Quantum computing- A new era of computers
Computers are getting smaller and faster day by day because electronic components are getting smaller. But this process is about to meet its physical limit. The numbers of transistors incorporated in a chip will approximately double every 24 months. By 2020 to 2025, transistors will be so small and generate so much heat that standard silicon technology may eventually collapse. Intel has already implemented 32nm silicon technology. If scale becomes too small, electrons tunnel through micro-thin barriers between wires corrupting signals.
In 1981, at Argonne National Labs, a man by the name Paul Benioff used Max Planck's idea that energy exists in individual units, as does matter, to theorize the concept of quantum computing. Since that year, the mere idea of manufacturing quantum computers for everyday use is becoming more tangible with new technological advances in quantum theories. A quantum computer is a machine that performs calculations based on the laws of quantum mechanics. A theoretical model is the Quantum Turing machine – Universal Quantum Computer. Quantum computing focuses on the principles of quantum theory, which deals with modern physics that explain the behavior of matter and energy of an atomic and subatomic level. At this level particle behave differently from classical world taking more than one state at the same time and interacting with other particles that are very far away. Quantum Computers use quantum mechanical phenomena like superposition and entanglement.
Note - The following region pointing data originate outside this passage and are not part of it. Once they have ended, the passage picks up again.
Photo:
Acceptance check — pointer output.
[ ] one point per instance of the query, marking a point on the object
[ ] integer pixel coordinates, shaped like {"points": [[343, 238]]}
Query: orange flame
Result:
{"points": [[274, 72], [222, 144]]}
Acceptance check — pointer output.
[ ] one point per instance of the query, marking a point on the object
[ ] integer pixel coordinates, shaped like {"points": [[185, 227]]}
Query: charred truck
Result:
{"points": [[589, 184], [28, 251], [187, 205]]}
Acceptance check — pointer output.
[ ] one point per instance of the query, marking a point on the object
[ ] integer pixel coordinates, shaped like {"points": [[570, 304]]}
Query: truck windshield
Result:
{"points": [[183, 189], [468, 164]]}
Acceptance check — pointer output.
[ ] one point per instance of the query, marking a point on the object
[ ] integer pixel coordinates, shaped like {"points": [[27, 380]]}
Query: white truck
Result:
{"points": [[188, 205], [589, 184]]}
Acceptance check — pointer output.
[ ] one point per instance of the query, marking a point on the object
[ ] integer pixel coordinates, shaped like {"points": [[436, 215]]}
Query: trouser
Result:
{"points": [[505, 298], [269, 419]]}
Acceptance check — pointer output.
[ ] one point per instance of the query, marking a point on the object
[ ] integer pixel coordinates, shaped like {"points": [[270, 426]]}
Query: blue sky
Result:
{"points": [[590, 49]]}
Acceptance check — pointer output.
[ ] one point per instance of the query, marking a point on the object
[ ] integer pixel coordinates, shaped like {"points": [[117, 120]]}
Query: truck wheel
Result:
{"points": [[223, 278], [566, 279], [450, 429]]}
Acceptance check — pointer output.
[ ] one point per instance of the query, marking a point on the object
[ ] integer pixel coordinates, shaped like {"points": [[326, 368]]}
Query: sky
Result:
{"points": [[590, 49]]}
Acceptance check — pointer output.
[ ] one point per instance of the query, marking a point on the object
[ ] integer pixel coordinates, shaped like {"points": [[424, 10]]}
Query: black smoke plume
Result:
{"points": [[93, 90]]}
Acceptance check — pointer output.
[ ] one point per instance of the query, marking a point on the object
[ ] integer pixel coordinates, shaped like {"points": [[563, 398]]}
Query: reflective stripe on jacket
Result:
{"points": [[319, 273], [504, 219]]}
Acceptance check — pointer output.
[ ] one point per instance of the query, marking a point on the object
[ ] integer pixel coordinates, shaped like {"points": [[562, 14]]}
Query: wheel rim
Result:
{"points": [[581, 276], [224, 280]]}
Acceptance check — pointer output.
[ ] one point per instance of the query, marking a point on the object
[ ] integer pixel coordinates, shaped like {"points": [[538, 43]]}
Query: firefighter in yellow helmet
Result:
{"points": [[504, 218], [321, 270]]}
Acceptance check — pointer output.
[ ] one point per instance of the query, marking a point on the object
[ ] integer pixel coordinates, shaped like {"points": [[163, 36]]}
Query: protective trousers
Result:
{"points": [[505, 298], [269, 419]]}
Superposition – In classical computing, bits has two possible states either zero or one. In quantum computing, a qubit (short for “quantum bit”) is a unit of quantum information—the quantum analogue to a classical bit. Qubits have special properties that help them solve complex problems much faster than classical bits. One of these properties is superposition, which states that instead of holding one binary value (“0” or “1”) like a classical bit, a qubit can hold a combination of “0” and “1” simultaneously. Qubits have two possible outcomes zero or one but those states are superposition of zero and one.
| 01 | 00 |
| 10 | 11 |
Entanglement – The way the energy and mass become correlated to interact with each other regardless of distance is called entanglement.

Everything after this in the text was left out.